Tomorrow night is country music’s time to shine. It’s the 39th annual Country Music Awards Show live from New York City, even though much of country music is produced in Nashville, TN.
I haven’t kept track of how many annual shows I’ve seen, but I’d bet it’s at least half of them. I was into country music when, as Barbara Mandrell sang, “Country wasn’t cool.” I was into country music before acoustic gave way to electric. Before Garth Brooks brought theatrics to performances. Before crossover artists made it difficult to know if something was or was not country.
My son, Keith, and his partner recently gave me a five-CD set of twentieth-century country music from the fifties through the eighties. As I listen to it, it brings back memories of other parts of my life. But it also reminds me how far country music has come. And how mainstream it is today. My son said he and his partner also bought the same CDs for themselves, and whenever Keith listens to one he has the same feelings I do. He remembers my listening to this kind of music as he was growing up. It’s probably not his first choice today, but for sentimental reasons he pops a country CD into his life once in a while.

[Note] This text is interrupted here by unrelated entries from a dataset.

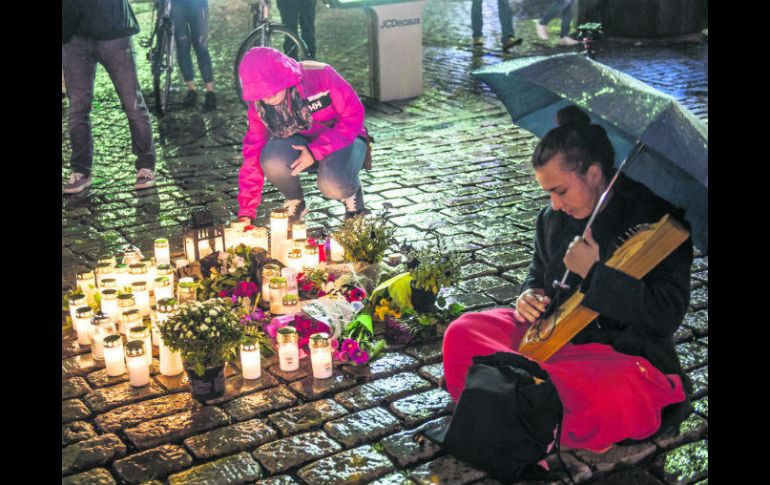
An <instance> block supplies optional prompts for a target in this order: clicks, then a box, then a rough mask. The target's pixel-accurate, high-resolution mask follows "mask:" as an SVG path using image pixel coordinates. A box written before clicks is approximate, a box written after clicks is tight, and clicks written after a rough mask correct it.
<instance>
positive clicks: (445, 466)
mask: <svg viewBox="0 0 770 485" xmlns="http://www.w3.org/2000/svg"><path fill="white" fill-rule="evenodd" d="M409 475H410V476H411V477H412V479H413V480H414V481H415V482H417V483H418V484H420V485H450V484H451V485H464V484H466V483H472V482H474V481H476V480H479V479H481V478H483V477H484V475H486V474H485V473H484V472H483V471H481V470H478V469H476V468H473V467H472V466H470V465H468V464H467V463H465V462H462V461H460V460H458V459H457V458H455V457H454V456H451V455H446V456H441V457H439V458H436V459H435V460H433V461H431V462H429V463H425V464H424V465H421V466H419V467H417V468H415V469H414V470H412V471H411V472H410V473H409Z"/></svg>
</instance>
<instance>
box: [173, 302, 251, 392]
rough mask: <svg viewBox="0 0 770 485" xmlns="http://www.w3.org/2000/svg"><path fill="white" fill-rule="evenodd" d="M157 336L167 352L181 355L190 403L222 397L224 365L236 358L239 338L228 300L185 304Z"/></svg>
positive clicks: (234, 313) (238, 334)
mask: <svg viewBox="0 0 770 485" xmlns="http://www.w3.org/2000/svg"><path fill="white" fill-rule="evenodd" d="M160 334H161V337H162V338H163V342H164V343H165V344H166V345H167V346H168V347H169V348H170V349H171V350H173V351H178V352H180V354H181V355H182V361H183V362H184V366H185V370H186V371H187V376H188V378H189V380H190V388H191V392H192V396H193V398H194V399H197V400H198V401H201V402H203V401H205V400H208V399H213V398H216V397H220V396H222V395H223V394H224V392H225V375H224V370H225V363H226V362H228V361H230V360H232V359H234V358H236V357H237V349H238V344H239V343H240V342H241V340H242V338H243V327H242V325H241V322H240V315H239V313H238V312H237V310H236V309H235V308H234V306H233V304H232V302H231V301H230V300H226V299H220V298H213V299H210V300H206V301H203V302H190V303H185V304H183V305H182V306H181V307H180V308H179V313H177V314H176V315H173V316H171V317H170V318H169V319H168V321H167V322H166V324H164V325H163V326H162V327H161V328H160Z"/></svg>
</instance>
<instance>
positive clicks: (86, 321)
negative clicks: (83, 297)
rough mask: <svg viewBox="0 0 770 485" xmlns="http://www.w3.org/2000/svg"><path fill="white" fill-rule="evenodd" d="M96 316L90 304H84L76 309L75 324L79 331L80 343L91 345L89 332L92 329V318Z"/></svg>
mask: <svg viewBox="0 0 770 485" xmlns="http://www.w3.org/2000/svg"><path fill="white" fill-rule="evenodd" d="M93 317H94V311H93V310H92V309H91V307H90V306H82V307H80V308H78V309H76V310H75V320H73V325H74V327H75V330H76V331H77V333H78V344H80V345H83V346H85V345H91V338H90V337H89V336H88V333H89V332H90V330H91V319H92V318H93Z"/></svg>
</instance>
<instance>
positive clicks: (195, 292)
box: [176, 281, 197, 304]
mask: <svg viewBox="0 0 770 485" xmlns="http://www.w3.org/2000/svg"><path fill="white" fill-rule="evenodd" d="M195 289H196V288H195V283H192V282H189V281H184V282H182V281H180V282H179V286H177V288H176V298H177V300H179V303H180V304H182V303H189V302H191V301H196V300H197V296H196V291H195Z"/></svg>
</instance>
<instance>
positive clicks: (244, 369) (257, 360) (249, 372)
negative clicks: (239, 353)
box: [241, 342, 262, 379]
mask: <svg viewBox="0 0 770 485" xmlns="http://www.w3.org/2000/svg"><path fill="white" fill-rule="evenodd" d="M241 372H242V373H243V378H244V379H258V378H259V376H261V375H262V360H261V359H260V354H259V343H258V342H253V343H248V344H242V345H241Z"/></svg>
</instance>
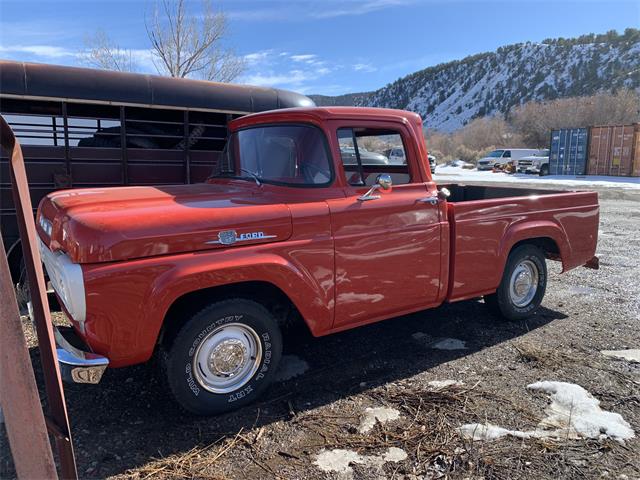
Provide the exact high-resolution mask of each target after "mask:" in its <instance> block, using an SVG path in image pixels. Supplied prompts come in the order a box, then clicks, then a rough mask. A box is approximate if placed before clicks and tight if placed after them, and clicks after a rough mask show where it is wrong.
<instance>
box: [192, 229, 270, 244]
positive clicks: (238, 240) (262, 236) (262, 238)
mask: <svg viewBox="0 0 640 480" xmlns="http://www.w3.org/2000/svg"><path fill="white" fill-rule="evenodd" d="M264 238H278V236H277V235H265V234H264V232H249V233H241V234H240V235H238V233H237V232H236V231H235V230H221V231H220V232H218V240H209V241H208V242H205V243H207V244H208V245H233V244H234V243H236V242H249V241H251V240H262V239H264Z"/></svg>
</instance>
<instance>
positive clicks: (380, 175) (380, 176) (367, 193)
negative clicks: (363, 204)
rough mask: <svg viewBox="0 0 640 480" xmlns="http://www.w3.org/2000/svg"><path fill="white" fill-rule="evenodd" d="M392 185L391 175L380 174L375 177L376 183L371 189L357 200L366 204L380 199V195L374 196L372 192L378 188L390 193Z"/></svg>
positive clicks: (374, 184) (373, 194) (385, 173)
mask: <svg viewBox="0 0 640 480" xmlns="http://www.w3.org/2000/svg"><path fill="white" fill-rule="evenodd" d="M392 185H393V181H392V180H391V175H389V174H388V173H381V174H380V175H378V176H377V177H376V183H374V184H373V185H372V186H371V188H370V189H369V190H368V191H367V193H365V194H364V195H361V196H360V197H358V200H359V201H361V202H366V201H368V200H377V199H378V198H380V195H374V192H375V191H376V190H378V189H379V188H380V189H382V190H386V191H391V186H392Z"/></svg>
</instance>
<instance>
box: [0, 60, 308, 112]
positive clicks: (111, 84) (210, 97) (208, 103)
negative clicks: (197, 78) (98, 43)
mask: <svg viewBox="0 0 640 480" xmlns="http://www.w3.org/2000/svg"><path fill="white" fill-rule="evenodd" d="M0 90H2V92H3V93H4V94H9V95H26V96H34V97H41V98H58V99H60V100H62V99H74V100H75V101H82V100H86V101H94V102H105V103H107V102H108V103H120V104H136V105H142V106H168V107H177V108H197V109H211V110H224V111H231V112H237V113H250V112H258V111H263V110H273V109H276V108H285V107H309V106H314V103H313V100H311V99H310V98H309V97H306V96H305V95H301V94H298V93H295V92H290V91H286V90H279V89H275V88H266V87H253V86H248V85H235V84H228V83H217V82H208V81H204V80H191V79H185V78H171V77H161V76H158V75H141V74H137V73H127V72H112V71H107V70H96V69H92V68H80V67H66V66H60V65H46V64H39V63H27V62H15V61H10V60H3V61H0Z"/></svg>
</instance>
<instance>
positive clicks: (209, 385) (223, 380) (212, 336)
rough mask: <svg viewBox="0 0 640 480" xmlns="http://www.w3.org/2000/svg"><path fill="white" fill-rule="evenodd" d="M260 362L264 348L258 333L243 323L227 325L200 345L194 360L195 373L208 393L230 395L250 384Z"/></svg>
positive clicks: (196, 376) (225, 325)
mask: <svg viewBox="0 0 640 480" xmlns="http://www.w3.org/2000/svg"><path fill="white" fill-rule="evenodd" d="M261 361H262V344H261V343H260V338H259V337H258V334H257V333H256V332H255V330H253V329H252V328H251V327H249V326H247V325H244V324H242V323H228V324H226V325H223V326H221V327H218V328H216V329H215V330H213V331H212V332H211V333H209V334H208V335H207V336H206V337H205V338H204V339H203V340H202V342H200V345H199V346H198V349H197V350H196V352H195V355H194V356H193V371H194V373H195V378H196V380H197V381H198V383H199V384H200V386H202V387H203V388H204V389H205V390H208V391H210V392H212V393H229V392H233V391H235V390H237V389H239V388H241V387H243V386H244V385H245V384H246V383H247V382H249V380H251V378H252V377H253V375H254V374H255V373H256V371H257V370H258V367H259V366H260V362H261Z"/></svg>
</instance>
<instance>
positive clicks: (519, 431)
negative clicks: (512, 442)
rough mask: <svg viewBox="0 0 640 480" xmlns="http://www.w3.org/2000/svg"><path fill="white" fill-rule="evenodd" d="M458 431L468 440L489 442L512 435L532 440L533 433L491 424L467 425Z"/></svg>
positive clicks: (489, 423)
mask: <svg viewBox="0 0 640 480" xmlns="http://www.w3.org/2000/svg"><path fill="white" fill-rule="evenodd" d="M458 431H459V432H460V433H461V434H462V436H463V437H464V438H466V439H467V440H473V441H474V442H476V441H489V440H497V439H498V438H502V437H506V436H507V435H510V436H512V437H518V438H530V437H531V436H532V435H531V434H532V433H533V432H521V431H519V430H507V429H506V428H502V427H498V426H497V425H492V424H491V423H486V424H484V423H467V424H466V425H462V426H461V427H459V428H458Z"/></svg>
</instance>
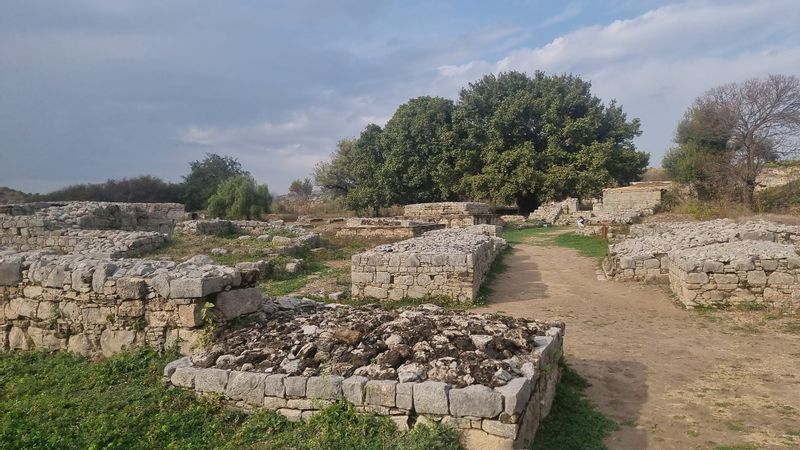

What kind of songs were these? They were story songs, unrequited love songs, prison songs; anything at all songs. What attracted me to country music in the first place was that the artists sang about anything. Your washing machine broke down? There’s a song there. You love two men at the same time? Another song. You just got out of prison and you don’t know if your girl if waiting? Sing about it. Who can forget about the yellow ribbons on the old oak tree?
So tomorrow night I’ll be glued to the tube, even though today’s artists don’t appeal to me like Loretta and Conway and Tammy and Dolly did. At the same time, maybe someone will sing about a refrigerator on the loose and I’ll be hooked.